Different Parts of the Triangle
A triangle has many parts.it consists of three vertexes, three sides, and three internal angles. these different parts of the triangle are shown in the figure below:
From Above Figure
three sides of the triangle are
- (1) Side AB
- (2) Side BC
- (3) Side AC
three Internal Angles of the triangle are
- ㄥ1 =ㄥABC
- ㄥ2 =ㄥBAC
- ㄥ3 =ㄥBCA
Three Vertex of the triangle are
- Vertex A
- Vertex B
- Vertex C
Properties of triangle
In Geometry, Every shape has some unique property that distinguishes each other. In a similar way, Triangle has also some basic properties which are mentioned below:
- A triangle has three sides, three angles, and three vertexes.
- The sum of the angles of a triangle is 180 degrees.
- The exterior angles of a triangle always add up to 360 degrees.
- The sum of consecutive interior and exterior angles is supplementary.
- The sum of the lengths of any two sides of a triangle is greater than the length of the third side. Similarly, the difference between the lengths of any two sides of a triangle is less than the length of the third side.
- The shortest side is always opposite the smallest interior angle. Similarly, the longest side is always opposite the largest interior angle.
Different Types of Triangle
Classification of triangles is done on the basis of Sides and Angle. On the basis of the length of the side, triangles are classified into three categories:
- Equilateral Triangle
- Scalene Triangle
- Isosceles Triangle
On the basis of the angle, triangles are classified into three categories these are:
- Obtuse Angle Triangle
- Acute Angle Triangle
- Right Angle Triangle
Now We shall discuss every type of triangle one by one
Equilateral Triangle
if all sides of a triangle are equal in length and also all three angles are equal then this type of triangle is called Equilateral Triangle.
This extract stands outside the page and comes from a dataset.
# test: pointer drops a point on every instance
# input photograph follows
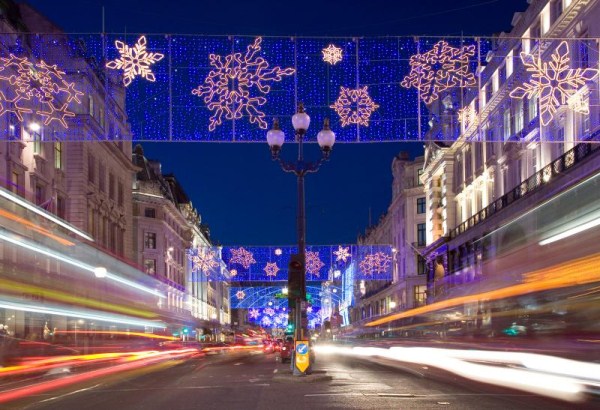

An Equilateral Triangle has been seen in the figure given below:
As shown in the above figure all the three sides of the triangle are equal in length.
Scalene Triangle
If all the three sides of a given triangle are not equal in length then this type of triangle is called Scalene Triangle. In Scalene Triangle all three angles are also not equal. A Scalene Triangle is shown in the figure below:
Isosceles Triangle
if two sides of a triangle are equal in length then this triangle is called the Isosceles triangle. In the Isosceles triangle, angles in front of equal sides are also equal. An Isosceles triangle is shown in the figure given below:
In the above-given figure, the two sides AB and AC are equal in length. The angle in front of these two sides is also equal. ㄥABC =ㄥACB
Acute Angle Triangle
In a given triangle, if out of all three angles anyone's angle is less than 90 degrees then this triangle is called Acute Angle Triangle. The figure of the acute angle triangle is given below:
Right Angle Triangle
In a given triangle, if out of all three angles anyone's angle is equal to 90 degrees then this triangle is called the Right Angle Triangle. The figure of the Right angle triangle is given below:
Obtuse Angle Triangle
In a given triangle, if out of all three angles anyone's angle is greater than 90 degrees then this triangle is called the Obtuse Angle Triangle. The figure of the Obtuse angle triangle is given below:
In the above-given figure Angle, A is greater than 90 degrees.